Bank-bank di 10 negara anggota Perhimpunan Bangsa-Bangsa Asia Tenggara mungkin akan mengalami pendapatan besar terakhir dari pinjaman di era pembiayaan yang lebih tinggi saat ini karena suku bunga yang lebih rendah sudah di depan mata.

Federal Reserve AS telah mengisyaratkan pemangkasan suku bunga dalam beberapa bulan mendatang karena kekhawatiran inflasi yang lebih rendah, yang secara bertahap membuat uang lebih murah untuk dipinjam. Bagi bank-bank terbesar di ASEAN, yang sebagian besar berpusat di Singapura, pertumbuhan pendapatan dari pinjaman dapat melambat selama beberapa bulan mendatang.
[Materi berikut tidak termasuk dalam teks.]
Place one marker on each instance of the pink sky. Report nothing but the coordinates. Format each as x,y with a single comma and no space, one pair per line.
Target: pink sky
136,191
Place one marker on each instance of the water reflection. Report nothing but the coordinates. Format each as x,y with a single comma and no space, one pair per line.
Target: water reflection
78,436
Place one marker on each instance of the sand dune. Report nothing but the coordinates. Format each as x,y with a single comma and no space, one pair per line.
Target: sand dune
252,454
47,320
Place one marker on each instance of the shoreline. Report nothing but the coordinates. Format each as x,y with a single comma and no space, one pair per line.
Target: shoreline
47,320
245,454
“Tidak dapat dielakkan bahwa lingkungan ini akan berubah,” kata Kavan Choksi, konsultan kekayaan di firma konsultasi korporat KC Consulting. “Sangat penting bagi bank untuk mengalihkan fokus mereka ke arah merancang strategi untuk mempertahankan pertumbuhan di tengah lingkungan suku bunga yang terus berubah.”
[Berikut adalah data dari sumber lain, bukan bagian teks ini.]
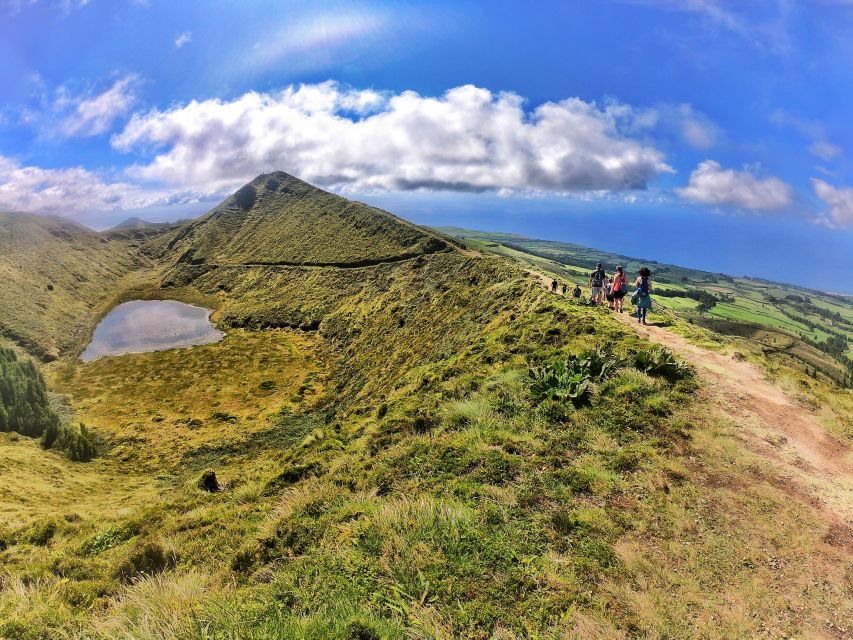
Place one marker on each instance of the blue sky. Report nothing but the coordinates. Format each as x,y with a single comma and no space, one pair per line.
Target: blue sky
714,134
Tiga lembaga keuangan utama Singapura — DBS, United Overseas Bank, dan Oversea-Chinese Banking Corporation — mengacu pada suku bunga Fed saat menetapkan suku bunga untuk pinjaman mereka sendiri. Harapannya adalah pertumbuhan laba bunga mungkin telah mencapai puncaknya.

OCBC pada hari Rabu mengatakan margin bunga bersih — perbedaan antara apa yang diperoleh bank dari pinjaman dan apa yang harus dibayarkan kepada deposan, relatif terhadap aset penghasil bunga — akan berkisar antara 2,2 persen hingga 2,25 persen pada tahun 2024, lebih rendah dari 2,29 persen yang dicatat pada kuartal keempat tahun lalu.
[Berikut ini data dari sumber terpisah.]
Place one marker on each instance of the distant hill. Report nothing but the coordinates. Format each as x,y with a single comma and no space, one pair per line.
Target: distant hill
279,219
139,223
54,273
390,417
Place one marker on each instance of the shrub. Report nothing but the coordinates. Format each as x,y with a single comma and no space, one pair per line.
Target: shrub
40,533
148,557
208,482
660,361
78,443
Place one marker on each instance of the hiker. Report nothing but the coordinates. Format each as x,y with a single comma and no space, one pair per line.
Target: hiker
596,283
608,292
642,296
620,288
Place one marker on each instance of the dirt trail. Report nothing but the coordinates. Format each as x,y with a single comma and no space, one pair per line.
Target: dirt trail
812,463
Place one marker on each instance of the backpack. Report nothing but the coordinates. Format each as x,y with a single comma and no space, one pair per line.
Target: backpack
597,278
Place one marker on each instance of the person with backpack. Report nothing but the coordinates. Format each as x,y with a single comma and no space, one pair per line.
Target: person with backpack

Artikel ini berasal dari Nikkei Asiasebuah publikasi global dengan perspektif unik Asia tentang politik, ekonomi, bisnis, dan hubungan internasional. Koresponden kami sendiri dan komentator luar dari seluruh dunia berbagi pandangan mereka tentang Asia, sementara bagian Asia300 kami menyediakan liputan mendalam tentang 300 perusahaan publik terbesar dan dengan pertumbuhan tercepat dari 11 negara di luar Jepang.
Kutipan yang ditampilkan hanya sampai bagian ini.